1.1 Introduction

Business Intelligence (BI) refers to the technologies, applications, and practices used to collect, integrate, analyze, and present organizational data. Its primary aim is to transform raw data into actionable insights that support better decision-making (Wixom and Watson 2010). BI systems provide historical, current, and predictive views of business operations, drawing on data stored in warehouses and data marts to power reporting, analytical processing (OLAP), statistical analysis, and data mining (Chen et al. 2012).

The value of BI lies in its ability to reveal patterns hidden in large datasets — patterns that help organizations identify market trends, detect problems early, and make evidence-based decisions rather than relying on intuition alone (Shollo and Kautz 2010).

The field of BI has evolved through several distinct phases. Early BI efforts centered on static reports generated by IT departments. The rise of data warehousing in the 1990s enabled more structured analysis, and the 2000s brought interactive dashboards and self-service analytics tools like Tableau and Power BI that put data exploration directly in the hands of business users. Today, artificial intelligence represents the next leap in this evolution, enabling automated insight generation, natural language querying, and predictive analytics that were previously the domain of specialized data scientists (Dwivedi et al. 2021).
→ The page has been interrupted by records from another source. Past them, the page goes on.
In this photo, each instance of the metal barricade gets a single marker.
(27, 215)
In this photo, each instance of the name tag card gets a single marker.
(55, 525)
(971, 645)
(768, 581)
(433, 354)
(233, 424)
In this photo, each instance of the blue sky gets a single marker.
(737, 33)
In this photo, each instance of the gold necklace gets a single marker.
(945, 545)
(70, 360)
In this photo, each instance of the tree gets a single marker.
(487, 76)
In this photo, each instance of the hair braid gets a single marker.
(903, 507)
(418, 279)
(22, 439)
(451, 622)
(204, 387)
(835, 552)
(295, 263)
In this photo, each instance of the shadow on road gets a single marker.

For students and practitioners entering the field, AI is particularly significant because it lowers the barrier to entry for sophisticated analysis. Tools powered by large language models (LLMs) can generate code, explain statistical output, and help users explore unfamiliar datasets through natural language conversation (Chui et al. 2023). This does not replace the need to understand BI concepts — in fact, it makes that understanding more important, since users must be able to evaluate whether AI-generated results are correct. But it does mean that someone with a solid conceptual foundation can accomplish more, faster, than ever before.

This chapter provides a foundation for the rest of the book. We begin with practical applications of BI across industries, then examine the key concepts and workflow that underpin BI systems. We survey the major tools used in the field — including the AI-powered tools that are reshaping modern analytics — and explore the ethical considerations that practitioners must navigate. The chapter concludes with a glossary of essential terms that will be used throughout the text.